Drugs metabolized by cytochrome CYP3A isoenzymes have wide interindividual variability and normally distributed plasma clearance distributions. This makes precise dosing difficult to achieve clinically, which may compromise safe therapy. We hypothesized that with potent inhibition of CYP3A, we could clinically render patients "poor metabolizer" phenotype status, and thus reduce interindividual pharmacokinetic variability of midazolam, a well-known CYP3A substrate. Intravenous bolus midazolam at doses of 2.5 mg and 1 mg were administered to 28 and 29 patients with cancer with and without co-administration of 200 mg of oral ketoconazole twice per day respectively for 3 days, starting 1 day before midazolam. Pharmacokinetic analyses of midazolam on both groups were derived using noncompartmental methods and compared. The mean clearance (CL) of midazolam was reduced 6 times by ketoconazole. Midazolam CL were normally distributed in both groups, and ranged from 1.7 to 51.9 and 1.4 to 8.2 L/hour in the control and ketoconazole groups, respectively, corresponding to a 7-fold reduction in dispersion between the 2 groups. Area-under-the-curve variability was reduced by >100%. A limited sampling model consisting of time points at 15 and 300 minutes was validated as a phenotype for CYP3A activity to facilitate the use of midazolam as a probe drug for CYP3A activity. Potent inhibition of CYP3A by ketoconazole reduced midazolam CL and area-under-the-curve variability, allowing for more precise achievement of therapeutic target drug exposure. Prospective evaluation of this approach, together with dose adjustment based on limited sampling, seems warranted.
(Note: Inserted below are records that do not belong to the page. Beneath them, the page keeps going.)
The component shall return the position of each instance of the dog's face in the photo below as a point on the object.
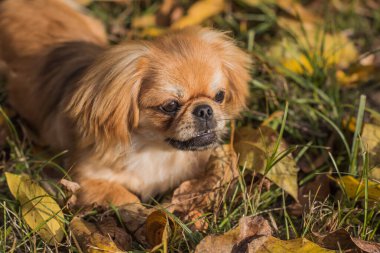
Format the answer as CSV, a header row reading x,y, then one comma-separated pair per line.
x,y
184,102
180,89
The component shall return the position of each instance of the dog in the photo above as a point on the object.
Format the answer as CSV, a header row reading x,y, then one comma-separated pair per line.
x,y
137,118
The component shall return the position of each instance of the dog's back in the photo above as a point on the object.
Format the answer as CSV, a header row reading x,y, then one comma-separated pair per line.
x,y
29,26
45,45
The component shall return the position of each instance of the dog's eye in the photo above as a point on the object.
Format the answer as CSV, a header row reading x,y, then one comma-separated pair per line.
x,y
170,107
219,97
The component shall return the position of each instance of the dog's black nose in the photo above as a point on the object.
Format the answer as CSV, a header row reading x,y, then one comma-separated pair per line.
x,y
203,112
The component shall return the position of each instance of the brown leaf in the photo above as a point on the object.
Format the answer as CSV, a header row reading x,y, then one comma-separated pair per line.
x,y
134,217
199,12
108,227
201,194
369,247
317,189
157,227
236,240
199,222
89,238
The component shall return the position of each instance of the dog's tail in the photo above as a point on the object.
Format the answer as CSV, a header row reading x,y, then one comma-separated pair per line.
x,y
27,27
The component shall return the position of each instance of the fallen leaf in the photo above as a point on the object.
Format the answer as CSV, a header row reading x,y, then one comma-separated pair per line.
x,y
255,146
108,227
199,12
236,240
148,20
83,2
134,217
351,77
159,227
275,245
89,238
199,222
355,188
341,240
202,193
70,189
40,211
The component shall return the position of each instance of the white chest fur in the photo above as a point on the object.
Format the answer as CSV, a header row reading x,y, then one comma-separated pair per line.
x,y
151,169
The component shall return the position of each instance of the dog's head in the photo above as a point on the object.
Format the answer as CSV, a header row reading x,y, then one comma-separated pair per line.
x,y
180,89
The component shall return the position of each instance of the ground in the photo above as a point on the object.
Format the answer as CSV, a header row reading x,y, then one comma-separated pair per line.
x,y
313,117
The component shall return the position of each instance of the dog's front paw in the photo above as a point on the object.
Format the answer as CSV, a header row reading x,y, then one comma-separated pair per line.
x,y
104,193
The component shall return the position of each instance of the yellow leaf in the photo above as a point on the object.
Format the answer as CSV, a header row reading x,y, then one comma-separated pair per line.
x,y
349,123
312,47
144,21
199,12
275,245
90,239
83,2
255,146
39,210
255,3
354,188
298,11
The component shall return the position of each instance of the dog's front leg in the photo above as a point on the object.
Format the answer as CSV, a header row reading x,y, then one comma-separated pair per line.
x,y
104,193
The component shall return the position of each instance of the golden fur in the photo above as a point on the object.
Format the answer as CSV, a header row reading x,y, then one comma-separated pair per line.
x,y
106,105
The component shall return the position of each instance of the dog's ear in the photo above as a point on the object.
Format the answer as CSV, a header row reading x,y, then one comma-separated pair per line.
x,y
236,65
105,104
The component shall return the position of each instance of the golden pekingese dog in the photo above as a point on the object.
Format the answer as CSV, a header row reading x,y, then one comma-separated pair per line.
x,y
140,117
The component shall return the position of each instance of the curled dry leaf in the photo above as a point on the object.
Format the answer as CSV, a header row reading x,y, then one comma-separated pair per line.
x,y
255,146
89,238
236,240
199,12
40,211
341,240
202,193
134,217
70,188
199,222
271,244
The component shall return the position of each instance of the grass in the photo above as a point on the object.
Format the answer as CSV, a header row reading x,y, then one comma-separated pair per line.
x,y
313,105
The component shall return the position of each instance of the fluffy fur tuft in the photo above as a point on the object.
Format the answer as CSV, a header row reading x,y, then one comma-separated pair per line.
x,y
128,114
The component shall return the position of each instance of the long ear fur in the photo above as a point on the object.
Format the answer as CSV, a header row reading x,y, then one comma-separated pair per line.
x,y
105,104
236,65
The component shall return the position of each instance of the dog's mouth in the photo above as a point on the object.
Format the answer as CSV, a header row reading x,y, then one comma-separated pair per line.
x,y
200,142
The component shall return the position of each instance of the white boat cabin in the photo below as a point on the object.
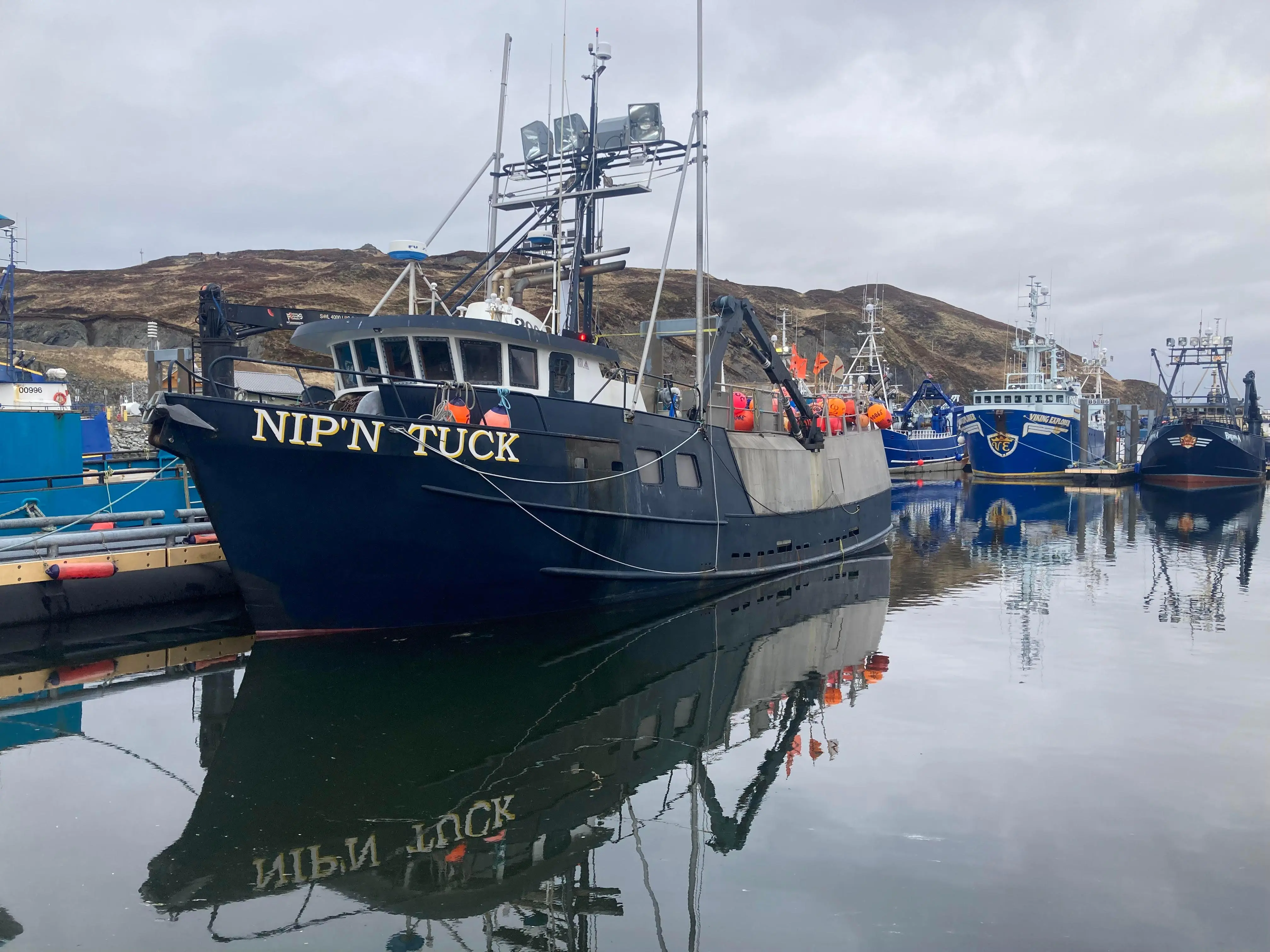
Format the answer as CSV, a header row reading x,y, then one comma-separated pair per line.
x,y
1027,397
489,347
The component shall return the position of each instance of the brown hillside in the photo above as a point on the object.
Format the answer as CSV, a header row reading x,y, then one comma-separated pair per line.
x,y
958,348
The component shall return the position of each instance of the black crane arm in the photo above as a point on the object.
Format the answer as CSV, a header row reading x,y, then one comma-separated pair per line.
x,y
733,314
219,319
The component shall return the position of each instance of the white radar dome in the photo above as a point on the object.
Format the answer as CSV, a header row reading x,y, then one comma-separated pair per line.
x,y
407,251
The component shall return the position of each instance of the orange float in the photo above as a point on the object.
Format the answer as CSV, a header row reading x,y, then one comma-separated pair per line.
x,y
879,416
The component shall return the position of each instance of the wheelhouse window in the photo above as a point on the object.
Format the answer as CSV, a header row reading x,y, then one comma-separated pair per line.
x,y
435,359
561,372
368,357
397,357
483,361
651,466
343,354
686,471
523,364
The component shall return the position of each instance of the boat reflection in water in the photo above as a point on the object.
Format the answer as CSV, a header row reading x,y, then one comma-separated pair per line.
x,y
1197,539
475,779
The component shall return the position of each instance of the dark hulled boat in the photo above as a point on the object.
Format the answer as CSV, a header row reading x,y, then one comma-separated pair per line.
x,y
493,464
1203,440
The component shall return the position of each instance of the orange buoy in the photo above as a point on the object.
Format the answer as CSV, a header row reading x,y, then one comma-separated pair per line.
x,y
83,673
879,416
82,570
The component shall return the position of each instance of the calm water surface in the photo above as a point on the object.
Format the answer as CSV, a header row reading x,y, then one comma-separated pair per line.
x,y
1039,724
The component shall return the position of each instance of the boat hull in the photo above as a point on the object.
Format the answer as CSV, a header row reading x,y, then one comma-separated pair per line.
x,y
1202,456
331,537
907,452
1023,444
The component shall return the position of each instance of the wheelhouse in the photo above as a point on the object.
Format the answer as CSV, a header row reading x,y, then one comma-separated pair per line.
x,y
1024,397
519,354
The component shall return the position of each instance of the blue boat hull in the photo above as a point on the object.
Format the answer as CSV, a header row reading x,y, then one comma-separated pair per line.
x,y
905,451
1201,455
1024,445
322,539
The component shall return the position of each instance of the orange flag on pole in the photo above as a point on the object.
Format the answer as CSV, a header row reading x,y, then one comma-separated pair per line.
x,y
798,365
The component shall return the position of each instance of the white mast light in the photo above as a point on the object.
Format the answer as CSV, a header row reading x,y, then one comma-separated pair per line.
x,y
646,122
571,134
536,141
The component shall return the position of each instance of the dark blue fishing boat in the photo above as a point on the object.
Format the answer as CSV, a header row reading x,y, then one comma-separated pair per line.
x,y
486,462
1206,440
1030,429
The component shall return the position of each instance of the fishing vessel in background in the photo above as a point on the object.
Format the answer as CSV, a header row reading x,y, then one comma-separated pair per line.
x,y
1204,439
1030,428
920,437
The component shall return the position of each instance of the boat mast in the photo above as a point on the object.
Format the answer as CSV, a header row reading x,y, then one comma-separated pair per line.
x,y
701,216
498,166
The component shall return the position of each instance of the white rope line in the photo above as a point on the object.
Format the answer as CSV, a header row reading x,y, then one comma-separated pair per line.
x,y
107,508
575,542
550,483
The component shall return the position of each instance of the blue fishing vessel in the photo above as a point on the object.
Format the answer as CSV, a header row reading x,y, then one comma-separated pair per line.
x,y
1030,428
1204,439
491,462
55,456
921,437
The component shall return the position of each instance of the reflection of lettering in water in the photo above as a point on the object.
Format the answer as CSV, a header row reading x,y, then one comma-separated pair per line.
x,y
289,869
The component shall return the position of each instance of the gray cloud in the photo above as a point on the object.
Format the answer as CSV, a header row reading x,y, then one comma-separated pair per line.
x,y
944,148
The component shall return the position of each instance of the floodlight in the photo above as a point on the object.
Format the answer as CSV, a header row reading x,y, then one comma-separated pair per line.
x,y
646,122
571,134
536,141
611,134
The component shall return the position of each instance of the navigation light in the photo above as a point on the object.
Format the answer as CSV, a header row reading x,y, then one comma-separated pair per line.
x,y
571,134
536,141
646,122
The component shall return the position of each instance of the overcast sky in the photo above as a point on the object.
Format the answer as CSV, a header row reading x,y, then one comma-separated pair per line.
x,y
952,149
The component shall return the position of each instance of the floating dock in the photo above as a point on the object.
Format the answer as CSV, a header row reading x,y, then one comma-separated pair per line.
x,y
58,574
1103,475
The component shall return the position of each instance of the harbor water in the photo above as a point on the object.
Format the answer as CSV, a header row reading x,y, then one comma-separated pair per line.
x,y
1038,720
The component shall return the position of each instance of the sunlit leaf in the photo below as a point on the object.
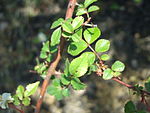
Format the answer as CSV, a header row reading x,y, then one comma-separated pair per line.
x,y
77,22
31,89
78,67
67,27
118,66
55,38
77,84
20,92
88,2
105,57
91,34
76,48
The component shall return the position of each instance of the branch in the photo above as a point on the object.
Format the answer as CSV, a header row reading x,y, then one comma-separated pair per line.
x,y
54,64
14,107
130,86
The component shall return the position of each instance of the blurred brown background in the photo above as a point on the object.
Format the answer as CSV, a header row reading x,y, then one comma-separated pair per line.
x,y
25,24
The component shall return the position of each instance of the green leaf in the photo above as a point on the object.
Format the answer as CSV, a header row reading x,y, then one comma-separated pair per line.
x,y
107,74
20,92
65,80
31,89
49,58
118,66
66,92
76,48
78,67
79,32
105,57
67,27
16,100
77,84
26,101
88,2
93,8
89,56
130,107
57,23
5,99
147,86
55,38
55,91
77,22
102,45
81,11
91,34
76,38
116,74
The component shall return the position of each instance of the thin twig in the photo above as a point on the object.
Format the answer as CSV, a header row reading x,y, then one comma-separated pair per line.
x,y
14,107
54,64
130,86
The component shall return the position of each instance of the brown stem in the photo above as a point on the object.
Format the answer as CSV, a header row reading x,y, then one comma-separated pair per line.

Phenotyping CYP3A using midazolam in cancer and noncancer Asian patients.

AIMS: To investigate CYP3A activity in cancer and noncancer Asian patients using midazolam and to reveal possible alternative traits for phenotyping CYP3A. METHODS: Intravenous midazolam 2.5 mg or 2.5-8 mg was administered to 27 cancer and 24 noncancer patients, respectively. Plasma was sampled at 0, 0.25, 0.5, 1, 1.5, 2, 3.5 and 5 h after intravenous ultrashort, 30 s infusion. Plasma midazolam and 1'-hydroxymidazolam concentrations were determined using GCMS. The disposition of midazolam and 1'-hydroxymidazolam in these patients was compared. Midazolam clearance was correlated with dose-normalized plasma midazolam concentrations (concentration/per dose). RESULTS: Clearance (CL) and steady state volume of distribution (Vss) of midazolam (mean +/- SD, 95% confidence level) in cancer (424 +/- 155, 61.3 ml min(-1); 1.21 +/- 0.46, 0.18 l kg(-1)) and noncancer (407 +/- 135, 57.1 ml min(-1); 1.15 +/- 0.33, 0.155 l kg(-1)) patients, respectively, were not different and comparable with published data. Clearance variability was 4-5 fold in both groups. Midazolam clearance correlated significantly with all plasma concentration/per dose at and after the 1-h time point, with a minimum correlation coefficient of r = 0.752, P < 0.001. CONCLUSIONS: CYP3A activities determined with different doses of midazolam in cancer and noncancer Asian patients showed variability of 4-5-fold and were not different between groups. One to two-fold plasma midazolam concentrations per dose may be feasible as a simple alternative phenotypic trait for hepatic CYP3A activity determination.